Decentralized peer-to-peer crypto exchanges are under heavy pressure as they witness a sharp decline in the total market share.
The market share of peer-to-peer crypto platforms has dropped to 5% from a 2023 peak of 7% in March, Bloomberg reported citing Kaiko data.
Decentralized exchanges saw the monthly spot trading volumes drop 76% to $21 billion by June this year versus January 2022, more than the 69% drop for their centralized rivals to $429 billion.
Earlier, several from the crypto industry had predicted a golden period for P2P platforms such as Uniswap and dYdX following the collapse of FTX exchange, which undermined trust in centralized platforms that take control of tokens.
Decentralized exchanges are cited by many as an answer to corruption on centralized platforms. But they often fall short on complex user interfaces, slower speeds and lower liquidity than their competitors like Binance Holdings Ltd. or Coinbase Global Inc.

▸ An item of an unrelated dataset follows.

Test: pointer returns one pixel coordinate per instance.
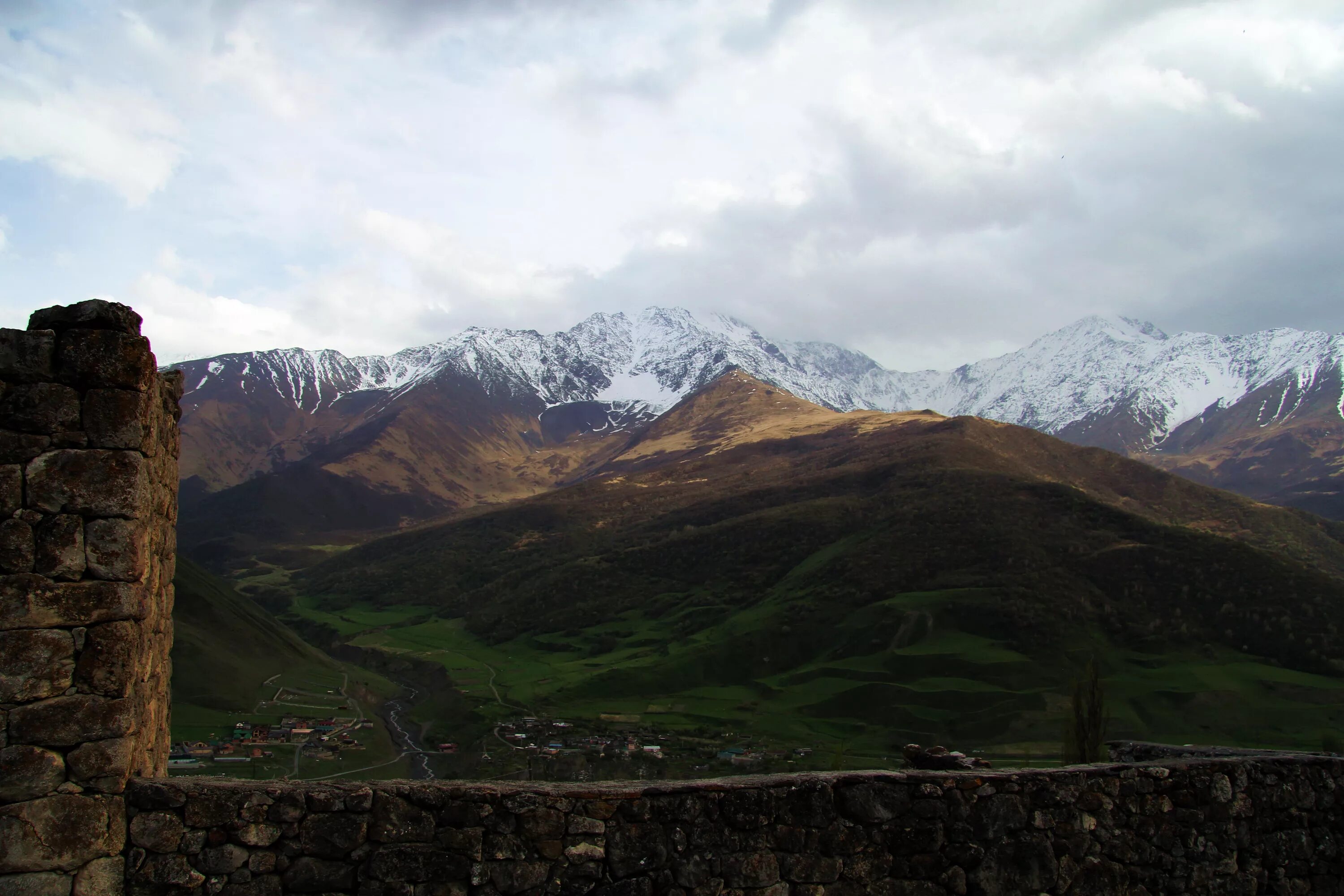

Richard Galvin, the co-founder of Digital Asset Capital Management, told Bloomberg that despite the ongoing improvements in their designs and their relatively young age of less than three years, peer-to-peer exchanges remain challenging or unfeasible for most institutional investors to trade on.
Significant efforts to enhance peer-to-peer exchanges have surfaced recently. Uniswap, being the leading decentralized trading venue, recently introduced a protocol aimed at improving prices for clients by consolidating diverse sources of digital-asset liquidity.
Meanwhile, blockchain firm Vertex made waves earlier this year with the launch of its decentralized exchange, boasting comparable transaction speeds to traditional centralized platforms.